Le minimum de prudence restait de mise, et Prestenent n'entendait pas dormir nu ; d'autant que c'eut été à la fois indécent et fort peu hygiénique, l'hygiène étant de ces problématiques dont Prestenent d'Affreloi pouvait se targuer d'être le seul à prendre en compte l'importance capitale. Aussi, sous le prétexte que les nuits étaient fraiches, il demanda à son hôte s'il aurait pour lui permettre de dormir habillé une tunique pour homme adaptée et de préférence aussi ample que possible.

Ceci fait, il reporta son attention sur la chose réellement importante, à savoir la suite de sa quête. Il demanda à Déan de lui en dire plus sur cete ville qu'il appelait Bois-giron et au final se permit même de demander si le villageois possédait une carte de la région. Une fois ces affaires réglées, Prestenent, dont l'esprit était sûrement quelque peu influencé par son verre de vin, demanda simplement à l'hôte de lui parler de lui, de sa vie, et aussi du marquis qu'il allait rencontrer ; du moins autant qu'il le pouvait ou le voulait. Prestenent écouta d'un air aussi béat qu'endormi, et il se fit la réflexion que si au réveil le lendemain il ne se souvenait pas d'un traitre mot de cette histoire il n'en serait nullement étonné.
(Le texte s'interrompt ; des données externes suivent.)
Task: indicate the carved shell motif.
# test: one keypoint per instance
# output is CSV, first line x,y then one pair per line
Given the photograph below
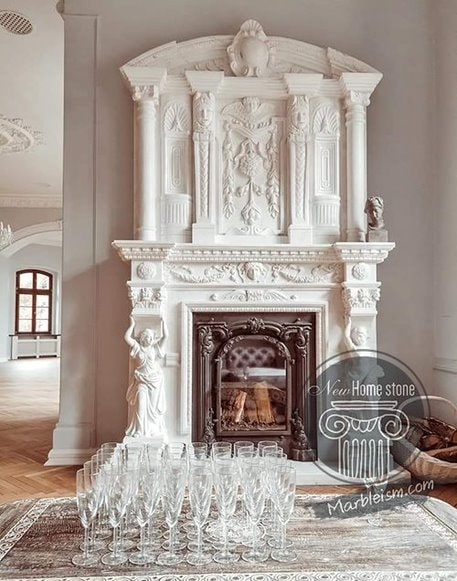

Une fois la conversation terminée et le repas expédié, le sommeil gagna le chevalier qui se leva pour aller rejoindre son lit. Désormais, lavé, logé, et quelque peu torché lui aussi, Prestenent se sentait léger, léger comme jamais auparavant ; et sa réussite dans la traversée du fleuve y était pour beaucoup. Dans un murmure, il remercia encore son hôte, pour lequel il n'avait déjà plus aucune méfiance car un homme avec une telle barbe ne pouvait après tout qu'être honnête.

- Ahh, monsieur Déan je vous suis très reconnaissant pour tout. Comment pourrais-je jamais assez vous remercier..." commença-t-il.
Prestement, avant que l'homme ne puisse lui réclamer de l'argent, il tourna sur ses talons et se dirigea vers sa chambre en répétant dans un murmure:
- "Oui... comment pourrais-je jamais vous remercier ?"

Sans attendre le moindre semblant de réponse, il se coula dans sa chambre et s'installa douillettement. La paranoïa l'avait quitté, mais il prit tout de même soin, plus par principe que par necessité, de garder son épée et son écu juste à portée de main. Puis il s'affala sur le ventre et constata le matelas bien assez confortable pour trouver le sommeil.